22 May 2019, 13:23
Benjamin Wehrmann

Entrepreneur initiative from Germany joins Fridays for Future appeal for more climate action

Clean Energy Wire

A group of more than 1,000 companies from Germany has joined the appeal by student protest movement Fridays for Future (FfF) for greater climate action efforts. Under the label “Entrepreneurs for Future”, the companies released a statement to officially back the next international FfF protest planned for 24 May and call on other businesses to join the initiative. The group includes a large share of companies active in the “green economy”, with business in renewable energy, efficiency improvement and other concepts associated with climate action. However, the initiative is also backed by many other companies from all over the economy, including larger ones like recycling service provider Remondis and smaller groups such as baby food producer Hipp or chemicals producer Werner & Mertz. “For sustainable energy companies and mobility providers, climate action is just as important as it is for organic food producers and recycling companies.” The companies argue that "a climate-friendly economy is already possible today" and adequate technology, products and services are all available. "But we need conducive political conditions," the companies say. Entrepreneurs for Future say they represent about 100,000 jobs and an aggregate annual revenue of 20 billion euros. The initiative has released a list of climate action demands to the government, including the introduction of a price on CO2 emissions, divestment of climate-damaging subsidies, a transition in the transport and agriculture sectors as well as an “ambitious” Climate Action Law.

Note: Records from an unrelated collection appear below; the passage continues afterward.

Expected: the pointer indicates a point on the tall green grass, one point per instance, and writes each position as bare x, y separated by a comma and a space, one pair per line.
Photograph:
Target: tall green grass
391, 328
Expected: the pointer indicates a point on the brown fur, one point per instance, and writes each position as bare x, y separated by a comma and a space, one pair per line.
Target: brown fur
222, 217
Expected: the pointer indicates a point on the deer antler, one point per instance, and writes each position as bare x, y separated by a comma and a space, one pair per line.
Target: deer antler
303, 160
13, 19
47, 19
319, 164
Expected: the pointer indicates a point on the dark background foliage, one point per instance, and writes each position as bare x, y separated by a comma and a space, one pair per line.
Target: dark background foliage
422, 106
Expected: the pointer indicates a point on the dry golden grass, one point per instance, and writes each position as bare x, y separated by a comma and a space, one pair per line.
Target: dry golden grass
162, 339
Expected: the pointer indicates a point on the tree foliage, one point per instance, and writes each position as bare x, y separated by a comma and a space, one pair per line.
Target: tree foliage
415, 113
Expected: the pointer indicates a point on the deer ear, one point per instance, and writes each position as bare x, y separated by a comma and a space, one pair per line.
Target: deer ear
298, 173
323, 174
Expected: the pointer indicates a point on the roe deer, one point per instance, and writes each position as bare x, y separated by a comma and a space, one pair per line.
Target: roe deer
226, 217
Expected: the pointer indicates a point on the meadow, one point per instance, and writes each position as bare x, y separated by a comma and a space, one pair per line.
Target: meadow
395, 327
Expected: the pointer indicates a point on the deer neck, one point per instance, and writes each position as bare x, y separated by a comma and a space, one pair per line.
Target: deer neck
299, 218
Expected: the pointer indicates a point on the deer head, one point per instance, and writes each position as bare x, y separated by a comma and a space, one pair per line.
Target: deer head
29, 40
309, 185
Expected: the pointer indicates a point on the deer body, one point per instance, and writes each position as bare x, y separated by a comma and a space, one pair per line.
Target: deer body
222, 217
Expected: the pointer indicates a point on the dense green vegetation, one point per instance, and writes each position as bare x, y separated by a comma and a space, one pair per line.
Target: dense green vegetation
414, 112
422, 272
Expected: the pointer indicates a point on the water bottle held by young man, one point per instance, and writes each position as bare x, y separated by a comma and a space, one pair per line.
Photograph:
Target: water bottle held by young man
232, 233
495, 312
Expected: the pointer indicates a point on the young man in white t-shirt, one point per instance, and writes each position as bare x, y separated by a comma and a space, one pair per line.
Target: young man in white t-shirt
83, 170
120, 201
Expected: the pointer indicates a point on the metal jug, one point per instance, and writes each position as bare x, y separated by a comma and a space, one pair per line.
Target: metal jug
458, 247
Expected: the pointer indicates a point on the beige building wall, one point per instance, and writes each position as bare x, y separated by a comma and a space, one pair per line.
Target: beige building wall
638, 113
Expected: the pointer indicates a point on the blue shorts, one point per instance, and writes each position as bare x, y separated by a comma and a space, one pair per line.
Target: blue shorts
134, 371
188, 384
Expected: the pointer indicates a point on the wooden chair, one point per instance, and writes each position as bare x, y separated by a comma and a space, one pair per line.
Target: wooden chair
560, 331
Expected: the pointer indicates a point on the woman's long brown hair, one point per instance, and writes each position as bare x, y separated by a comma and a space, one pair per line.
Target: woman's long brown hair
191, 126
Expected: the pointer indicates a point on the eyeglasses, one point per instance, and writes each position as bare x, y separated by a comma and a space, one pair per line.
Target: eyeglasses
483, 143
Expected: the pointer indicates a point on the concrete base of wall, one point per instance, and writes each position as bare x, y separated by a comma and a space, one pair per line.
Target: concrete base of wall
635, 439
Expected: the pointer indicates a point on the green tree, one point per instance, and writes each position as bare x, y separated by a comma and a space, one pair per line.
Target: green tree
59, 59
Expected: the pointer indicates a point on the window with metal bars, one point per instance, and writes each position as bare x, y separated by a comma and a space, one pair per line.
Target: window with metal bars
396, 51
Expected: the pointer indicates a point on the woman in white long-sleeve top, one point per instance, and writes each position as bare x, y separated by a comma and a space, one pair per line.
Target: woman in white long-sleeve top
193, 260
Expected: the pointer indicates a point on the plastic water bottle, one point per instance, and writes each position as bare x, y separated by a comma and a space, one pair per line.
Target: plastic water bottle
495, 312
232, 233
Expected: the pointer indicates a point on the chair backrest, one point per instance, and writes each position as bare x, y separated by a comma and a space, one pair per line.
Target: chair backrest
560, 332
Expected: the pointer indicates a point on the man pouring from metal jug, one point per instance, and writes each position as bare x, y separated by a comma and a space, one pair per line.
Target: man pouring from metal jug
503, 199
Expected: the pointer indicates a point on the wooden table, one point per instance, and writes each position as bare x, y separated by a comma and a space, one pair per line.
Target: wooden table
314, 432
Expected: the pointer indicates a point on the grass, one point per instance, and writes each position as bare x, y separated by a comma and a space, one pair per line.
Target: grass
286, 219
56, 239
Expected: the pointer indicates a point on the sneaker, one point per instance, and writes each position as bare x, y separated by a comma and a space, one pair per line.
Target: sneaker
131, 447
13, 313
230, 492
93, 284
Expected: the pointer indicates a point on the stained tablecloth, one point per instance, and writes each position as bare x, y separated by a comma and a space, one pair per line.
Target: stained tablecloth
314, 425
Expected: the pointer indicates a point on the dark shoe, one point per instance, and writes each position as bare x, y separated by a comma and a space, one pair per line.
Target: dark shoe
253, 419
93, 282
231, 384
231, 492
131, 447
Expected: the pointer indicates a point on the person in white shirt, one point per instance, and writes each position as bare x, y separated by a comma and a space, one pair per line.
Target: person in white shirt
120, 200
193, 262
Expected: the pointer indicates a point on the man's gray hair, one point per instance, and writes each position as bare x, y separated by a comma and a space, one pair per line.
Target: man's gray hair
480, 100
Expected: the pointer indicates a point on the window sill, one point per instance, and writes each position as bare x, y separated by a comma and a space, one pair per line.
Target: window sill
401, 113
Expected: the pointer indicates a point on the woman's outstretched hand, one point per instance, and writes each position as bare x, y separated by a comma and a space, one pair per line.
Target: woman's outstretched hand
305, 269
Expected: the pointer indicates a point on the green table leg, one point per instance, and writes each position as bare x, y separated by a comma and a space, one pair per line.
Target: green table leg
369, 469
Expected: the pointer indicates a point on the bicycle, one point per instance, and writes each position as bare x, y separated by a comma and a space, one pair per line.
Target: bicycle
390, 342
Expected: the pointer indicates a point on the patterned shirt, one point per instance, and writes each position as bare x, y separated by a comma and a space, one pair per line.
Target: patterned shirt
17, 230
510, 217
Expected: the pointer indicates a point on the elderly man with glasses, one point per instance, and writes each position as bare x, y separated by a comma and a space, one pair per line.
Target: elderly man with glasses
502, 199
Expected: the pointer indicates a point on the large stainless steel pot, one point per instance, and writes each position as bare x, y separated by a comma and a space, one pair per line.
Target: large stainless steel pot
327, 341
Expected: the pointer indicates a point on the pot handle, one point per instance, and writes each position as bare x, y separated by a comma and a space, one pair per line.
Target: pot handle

The FfF movement has become a regular feature in the German climate policy debate since the protests initiated by Swedish activist Greta Thunberg last summer. It has caused vibrant arguments within parties about how to deal with the movement’s demands, pushing many companies to position themselves on emissions reduction. It has received backing by Chancellor Angela Merkel and also by a large group of scientists who say the demands are in line with Germany’s international obligations under the Paris Climate Agreement.